Archive

Archive for February 17th, 2010

2010/02/14 Linux Kernel Podcast

February 17th, 2010 jcm No comments

Audio: http://media.libsyn.com/media/jcm/linux_kernel_podcast_20100214.mp3

This podcast is brought to you by the colour blue and way too much coffee, together reminding you to check out the awesome power of the BeagleBoard Open Source hardware project at http://www.beagleboard.org/. My new Rev C. board was responsible for the delay getting this issue out…too much fun was had.

For the weekend of February 14th, 2010, I’m Jon Masters with a summary of the weeks’s LKML traffic.

In this issue: Linux 2.6.33-rc8, x86 bootmem, NFS, OOM, Performance Counters, Relaxation, Stack Sizes, and SysFS mutability.

Linux 2.6.33-rc8. Linus Torvalds announced the release of version 2.6.33-rc8 on Friday February 12th 2010 at 11:49 am Best Coast Time (PST), saying that he hoped it would be the last before 2.6.33 final. He added that, “A number of regressions should be fixed, and while the regression list doesn’t make me _happy_, we didn’t have the kind of nasty things that went on before -rc7 and made me worried”. This kernel includes fixes for the netfilter bugs that I discovered, as well as some KMS regression fixes. In a separate discussion thread started by John Hawley (warthog9), it was debated when kernel.org should move over to using xz (LZMA2) as a replacement for bzip2 compression (remember when bzip2 was trendy and new?). John proposed various migration options before the thread verred off into a discussion around when an eventual 3.0 Linux kernel would come, and what that would actually mean in practical terms – just an arbitrary future release? I expect that LWN will have a typically witty writeup of this discussion sometime this week.

Bootmem. Back in October last year, Ingo Molnar had stated that the kernel may not need the “bootmem” allocator on x86. At the time, he noted that there were 5 different allocators on x86, depending upon the boot stage (to say nothing of the other core allocator options): the generic allocator, the early allocator (bootmem), the very early allocator (reserve_early), the very very early allocator (early brk model), and the very very very early allocator (basically just build time allocation).
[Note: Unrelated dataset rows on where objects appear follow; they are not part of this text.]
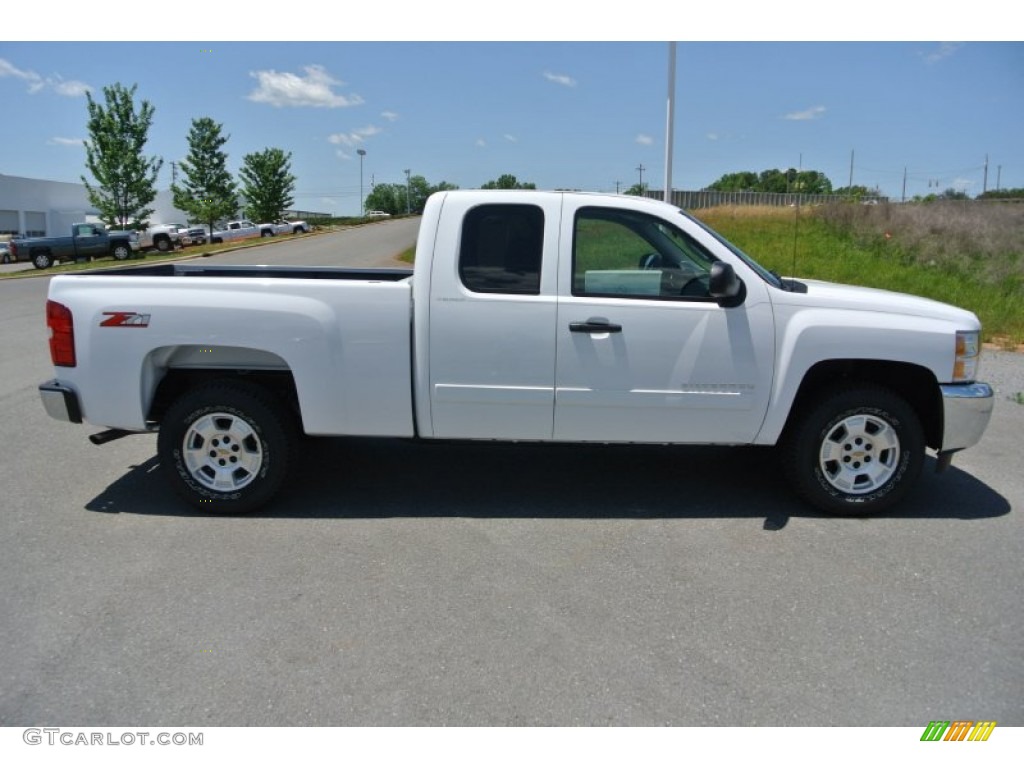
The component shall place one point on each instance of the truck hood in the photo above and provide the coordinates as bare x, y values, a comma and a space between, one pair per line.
836, 295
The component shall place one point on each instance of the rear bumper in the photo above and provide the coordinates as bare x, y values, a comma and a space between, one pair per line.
60, 401
966, 409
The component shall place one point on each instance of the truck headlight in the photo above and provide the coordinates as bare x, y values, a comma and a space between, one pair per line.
968, 349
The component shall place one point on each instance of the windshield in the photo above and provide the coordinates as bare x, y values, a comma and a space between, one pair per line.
766, 274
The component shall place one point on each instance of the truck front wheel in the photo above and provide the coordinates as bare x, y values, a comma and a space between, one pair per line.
857, 452
225, 448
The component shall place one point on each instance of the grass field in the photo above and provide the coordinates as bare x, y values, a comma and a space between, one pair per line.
969, 255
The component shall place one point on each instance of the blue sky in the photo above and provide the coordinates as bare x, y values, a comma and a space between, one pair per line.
577, 115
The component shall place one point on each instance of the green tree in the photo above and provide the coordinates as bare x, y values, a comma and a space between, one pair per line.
208, 193
508, 181
1001, 194
742, 181
125, 178
267, 183
387, 198
774, 180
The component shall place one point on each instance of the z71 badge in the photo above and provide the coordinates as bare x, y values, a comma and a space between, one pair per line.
125, 320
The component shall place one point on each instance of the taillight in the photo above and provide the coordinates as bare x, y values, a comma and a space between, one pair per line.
61, 325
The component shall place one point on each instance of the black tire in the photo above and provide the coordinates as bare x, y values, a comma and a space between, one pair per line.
857, 452
226, 448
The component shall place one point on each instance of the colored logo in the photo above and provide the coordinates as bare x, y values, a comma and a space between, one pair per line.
125, 320
958, 730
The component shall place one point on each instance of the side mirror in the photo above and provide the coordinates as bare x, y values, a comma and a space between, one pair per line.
724, 285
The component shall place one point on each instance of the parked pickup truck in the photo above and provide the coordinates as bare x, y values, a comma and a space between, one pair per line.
242, 229
164, 237
86, 242
529, 315
284, 227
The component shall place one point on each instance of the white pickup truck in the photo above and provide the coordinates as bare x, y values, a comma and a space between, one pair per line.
530, 315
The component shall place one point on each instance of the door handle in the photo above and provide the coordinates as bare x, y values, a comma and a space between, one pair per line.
595, 327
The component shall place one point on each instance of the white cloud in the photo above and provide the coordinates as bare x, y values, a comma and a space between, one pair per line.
72, 87
355, 137
37, 82
289, 89
944, 51
812, 114
560, 79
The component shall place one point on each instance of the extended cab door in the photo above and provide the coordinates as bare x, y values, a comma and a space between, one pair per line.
492, 317
645, 354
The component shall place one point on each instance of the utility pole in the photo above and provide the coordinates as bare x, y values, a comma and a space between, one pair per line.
670, 122
363, 203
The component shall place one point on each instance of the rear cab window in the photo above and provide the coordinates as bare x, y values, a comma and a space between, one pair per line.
501, 249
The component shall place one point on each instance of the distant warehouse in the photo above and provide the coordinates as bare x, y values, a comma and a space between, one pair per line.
38, 208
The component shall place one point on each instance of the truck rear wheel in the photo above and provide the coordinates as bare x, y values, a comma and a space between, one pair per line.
225, 448
857, 452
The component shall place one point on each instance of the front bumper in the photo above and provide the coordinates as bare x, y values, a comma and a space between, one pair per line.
966, 410
60, 401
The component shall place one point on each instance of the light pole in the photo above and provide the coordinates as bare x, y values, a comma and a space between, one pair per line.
363, 205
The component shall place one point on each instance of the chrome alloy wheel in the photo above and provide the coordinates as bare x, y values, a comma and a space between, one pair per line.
860, 454
222, 452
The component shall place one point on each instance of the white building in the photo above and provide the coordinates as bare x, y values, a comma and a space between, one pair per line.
40, 208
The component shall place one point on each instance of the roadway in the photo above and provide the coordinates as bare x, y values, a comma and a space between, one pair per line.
406, 584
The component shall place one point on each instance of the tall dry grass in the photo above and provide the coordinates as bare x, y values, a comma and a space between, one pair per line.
968, 254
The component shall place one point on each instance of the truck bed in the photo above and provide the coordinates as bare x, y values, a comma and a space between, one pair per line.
257, 270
By initializing the x86 page allocator earlier in the boot process, Yinghai Lu attempts to do just what Ingo had suggested, now in version 6 of his patchset.

NFS. Hirofumi Ogawa noticed (2.6.33-rc6) that recent kernels could not mount remote NFS version 3 shares, because of a userspace visible change in the kernel nfsd server. If he specified “vers=3″ at mount time, all was well, but the kernel was not falling back to v3 correctly when v4 fails due to a change in error handling. Bruce Fields noted that this change was actually intentional and that the userspace tools had been updated, but decided to revert the patch that caused this change for the time being – at least until the new versions of the mount tools are much more widespread than right now. Bruce sent a patch entitled (”informingly”) “2.6.33 fix” to Linus.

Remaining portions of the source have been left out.